"While the premise of this novel seemed interesting the novel itself has a lot of flaws..."
House Trap
by Mike Mauthor
Genre: Horror
Book Synopsis
Rachel Evans is a sixteen year old overachiever who would take nothing less than to achieve her goal of getting into Dartmouth College. But Rachel’s life would never be the same once she stepped into the house of Alicia Hausefalle, the most popular girl in Wedds High School. Rachel was there to tutor her. She never expected to meet two strangers who were ready to end her life.Bec's Rating
Bec's Review
While the premise of this novel seemed interesting the novel itself has a lot of flaws making it read like the first draft of a book. There are many grammatical and punctuation errors throughout the story leading to quite a few sentences that just didn’t make sense and pulled you out of the story, sentences that would have been picked up if an edit of this work had been done by someone not as familiar with the story. Added to these errors was the fact that there are several times throughout the story where, despite the rest of the book being written in past tense, the author slips into present tense, another thing that an edit would have picked up.
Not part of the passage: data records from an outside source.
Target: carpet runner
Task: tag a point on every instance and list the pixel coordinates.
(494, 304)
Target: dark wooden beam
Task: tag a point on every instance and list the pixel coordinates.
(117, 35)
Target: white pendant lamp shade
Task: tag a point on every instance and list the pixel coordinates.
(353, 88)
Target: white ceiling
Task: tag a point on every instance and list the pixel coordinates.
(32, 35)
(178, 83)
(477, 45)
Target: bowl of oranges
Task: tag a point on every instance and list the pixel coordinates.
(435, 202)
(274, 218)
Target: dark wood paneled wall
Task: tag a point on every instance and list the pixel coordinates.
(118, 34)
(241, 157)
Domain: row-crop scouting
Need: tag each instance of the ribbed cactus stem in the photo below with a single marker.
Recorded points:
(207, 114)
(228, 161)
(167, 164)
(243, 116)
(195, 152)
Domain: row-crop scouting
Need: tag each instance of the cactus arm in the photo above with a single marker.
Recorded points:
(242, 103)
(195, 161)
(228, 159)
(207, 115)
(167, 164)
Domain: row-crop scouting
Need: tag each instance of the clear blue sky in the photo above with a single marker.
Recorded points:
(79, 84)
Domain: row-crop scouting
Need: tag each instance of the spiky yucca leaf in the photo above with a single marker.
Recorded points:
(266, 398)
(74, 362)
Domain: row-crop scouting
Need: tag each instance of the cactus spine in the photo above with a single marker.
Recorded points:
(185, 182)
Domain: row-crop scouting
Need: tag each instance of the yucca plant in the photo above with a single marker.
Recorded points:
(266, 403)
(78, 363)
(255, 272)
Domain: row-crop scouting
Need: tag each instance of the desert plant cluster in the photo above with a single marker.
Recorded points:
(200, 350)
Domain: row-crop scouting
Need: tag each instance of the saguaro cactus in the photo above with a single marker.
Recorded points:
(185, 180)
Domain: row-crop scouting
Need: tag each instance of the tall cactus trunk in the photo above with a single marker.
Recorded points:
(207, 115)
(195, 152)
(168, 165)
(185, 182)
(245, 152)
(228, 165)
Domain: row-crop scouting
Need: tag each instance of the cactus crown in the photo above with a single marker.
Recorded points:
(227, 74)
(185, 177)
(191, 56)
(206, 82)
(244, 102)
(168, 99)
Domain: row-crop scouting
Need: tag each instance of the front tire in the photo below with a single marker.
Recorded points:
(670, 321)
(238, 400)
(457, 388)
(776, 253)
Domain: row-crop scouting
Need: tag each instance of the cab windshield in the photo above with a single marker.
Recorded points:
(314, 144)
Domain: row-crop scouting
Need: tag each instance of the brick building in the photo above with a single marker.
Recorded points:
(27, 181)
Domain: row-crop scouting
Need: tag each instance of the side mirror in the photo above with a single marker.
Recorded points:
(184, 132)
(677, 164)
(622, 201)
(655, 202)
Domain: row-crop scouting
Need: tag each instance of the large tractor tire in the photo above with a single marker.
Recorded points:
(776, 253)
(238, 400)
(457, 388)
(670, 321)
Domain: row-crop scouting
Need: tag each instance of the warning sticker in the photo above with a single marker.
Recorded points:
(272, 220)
Another fact that pulled me away from the plot of the story was the author’s tendency to use words that sound like they had been pulled from a thesaurus to make the story sound better, but which didn’t quite fit the situation. Not every synonym of a word means exactly the same thing and fits in the same sentences. An example of this was switching the word laughed for guffawed in regards to a group of teens mocking another. Rather than be impressed at the authors vocabulary I rather found myself questioning why laughed could not have sufficed when it would have fit so much better. This was coupled with the authors tendency to add unnecessary descriptive words to every description so that even the math teacher (who is mentioned maybe one) had shimmering eyes.
These are all things though that a simple edit can fix provided the author has someone they can trust to perform the task. And I believe the book may be worth the edit, even with these errors. That’s not to say that the plot itself is perfect, there are many times when I questioned some of the actions that occurred in the book in such a way that I would be drawn out of the story. The plot is far from perfect, but the problems with that are also something that an edit should pick up. To use my favourite word I believe that there is enough potential in this story that, with a critical edit, it may end up surprising even me. Until then this book should be treated as a first draft so that the reader goes in aware of the errors.
Disclaimer: Not recommended for children due to violence.